The last three articles deal explicitly with automation and some of the unique challenges that interaction with automation brings to the flight deck. Some of the key HCI problems that have plagued the aviation industry for decades are mode confusion and automation surprise. As aircraft have become more automated, this problem has continued to result in fatal aircraft accidents such as Air Inter 148, Flash Airlines Flight 604 Asiana 214 and many others. In the ninth article, Mumaw presents a unique alternative to redesigning automation within the certified systems in the panel: a supplemental system to aid in interpretation of “what the aircraft is doing”. This article illustrates how the design is grounded in the evolution of industry recommendations over recent decades and provides preliminary evaluation data regarding interface utility and usability. In the tenth article, Tokadli, Dorneich, and Matessa present a novel concept for an interface designed to facilitate human-machine teamwork, between the pilot and the automation. In this article, the authors present a display concept that is designed to allow a pilot, in single-pilot operations, to dynamically allocate functions to an automated system in real-time, to facilitate more effective human automation teamwork. The authors conducted a study that provides insight into pilot response to such an interface and interface attributes necessary for effective interaction. In the final article, Soo, Mavin and Kikkawa present an alternative to interface redesign to help with human-automation interaction, with the aim of improving pilot training. The authors present a longitudinal study that utilized airline pilot interviews and observations to examine the role that training plays in preparing pilots for working with flight deck automation. Through thematic analysis, the study identified eight themes underlying pilot learning processes related to automation and four key problems pilots face when learning to interact with automation. The authors provide recommended interventions for preparing pilots for working effectively with automation, including training that is aimed at transforming the way pilots think about automation, from being” just another aircraft system”, to being an automated team member in the cockpit.

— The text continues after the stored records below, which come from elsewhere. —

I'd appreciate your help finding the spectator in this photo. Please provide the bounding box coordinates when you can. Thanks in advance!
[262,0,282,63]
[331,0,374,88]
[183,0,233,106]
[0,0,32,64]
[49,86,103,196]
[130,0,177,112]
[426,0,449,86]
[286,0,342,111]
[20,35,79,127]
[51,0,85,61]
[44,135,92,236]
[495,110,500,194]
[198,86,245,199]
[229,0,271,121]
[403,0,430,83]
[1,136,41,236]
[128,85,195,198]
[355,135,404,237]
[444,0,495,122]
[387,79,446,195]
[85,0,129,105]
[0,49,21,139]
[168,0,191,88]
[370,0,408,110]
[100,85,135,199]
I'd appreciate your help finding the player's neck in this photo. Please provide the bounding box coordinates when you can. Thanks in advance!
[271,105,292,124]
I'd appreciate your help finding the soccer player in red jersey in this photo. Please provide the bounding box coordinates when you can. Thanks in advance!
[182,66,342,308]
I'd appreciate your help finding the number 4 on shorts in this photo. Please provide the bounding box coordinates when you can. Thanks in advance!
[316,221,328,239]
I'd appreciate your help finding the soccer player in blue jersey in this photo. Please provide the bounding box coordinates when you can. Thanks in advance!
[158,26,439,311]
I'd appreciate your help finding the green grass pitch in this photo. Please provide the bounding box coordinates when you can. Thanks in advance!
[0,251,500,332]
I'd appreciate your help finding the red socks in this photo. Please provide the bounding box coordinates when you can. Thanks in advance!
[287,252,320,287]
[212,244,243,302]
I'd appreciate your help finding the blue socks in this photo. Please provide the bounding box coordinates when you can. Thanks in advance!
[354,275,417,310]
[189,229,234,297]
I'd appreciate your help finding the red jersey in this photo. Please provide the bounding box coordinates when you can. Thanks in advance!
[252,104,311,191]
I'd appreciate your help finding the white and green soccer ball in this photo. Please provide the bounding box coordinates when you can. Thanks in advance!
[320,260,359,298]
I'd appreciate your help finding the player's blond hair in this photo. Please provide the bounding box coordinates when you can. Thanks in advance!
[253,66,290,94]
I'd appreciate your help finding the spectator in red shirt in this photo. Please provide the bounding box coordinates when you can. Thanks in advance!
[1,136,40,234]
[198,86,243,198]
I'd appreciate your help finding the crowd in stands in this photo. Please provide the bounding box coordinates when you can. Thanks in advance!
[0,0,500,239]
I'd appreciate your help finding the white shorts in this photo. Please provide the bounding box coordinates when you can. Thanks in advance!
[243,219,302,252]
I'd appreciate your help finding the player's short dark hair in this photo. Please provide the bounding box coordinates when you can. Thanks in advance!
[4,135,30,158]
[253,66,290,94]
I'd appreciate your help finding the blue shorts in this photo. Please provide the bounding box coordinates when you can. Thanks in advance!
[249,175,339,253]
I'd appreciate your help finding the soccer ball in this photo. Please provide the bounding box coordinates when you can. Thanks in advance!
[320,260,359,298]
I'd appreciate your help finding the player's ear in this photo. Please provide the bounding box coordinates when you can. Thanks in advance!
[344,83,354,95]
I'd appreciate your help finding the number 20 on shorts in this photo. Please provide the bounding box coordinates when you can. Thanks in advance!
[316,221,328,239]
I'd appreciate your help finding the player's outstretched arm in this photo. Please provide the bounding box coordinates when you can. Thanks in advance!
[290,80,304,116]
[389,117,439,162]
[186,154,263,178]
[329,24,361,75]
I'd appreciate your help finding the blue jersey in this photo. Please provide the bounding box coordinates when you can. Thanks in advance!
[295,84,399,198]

The articles presented in this issue represent a small portion of the challenges pilots face when interacting with technology on the modern flight deck. This special issue will hopefully serve as a lens to focus attention, from both the scientific community and industry, on the many HCI issues that pilots face, including the progress that has been made to date and the many areas that show potential for improvement.

Acknowledgments

We would like to thank the IJHCI editors, Dr. Gavriel Salvendy and Dr. Constantine Stephanidis, for the opportunity to edit this special issue and their guidance along the way. We would also like to thank the many reviewers whose valuable insight helped to ensure both academic rigor of the articles and relevance to industry practitioners.

Additional information

Notes on contributors

Meredith Carroll

Meredith Carroll is an Associate Professor of Aviation Human Factors at Florida Institute of Technology’s College of Aeronautics. She has over 15 years of experience, both in industry and academia, studying human performance, human-computer interaction and learning in complex systems within commercial aviation, military and space applications.

Nicklas Dahlstrom

Nicklas Dahlstrom is Human Factors Manager at Emirates Airline in Dubai, United Arab Emirates, and Assistant Professor at Lund University School of Aviation, Sweden. He has more than three decades of experience in industry and academia, with research focused on pilot performance and training, especially on mental workload and simulation.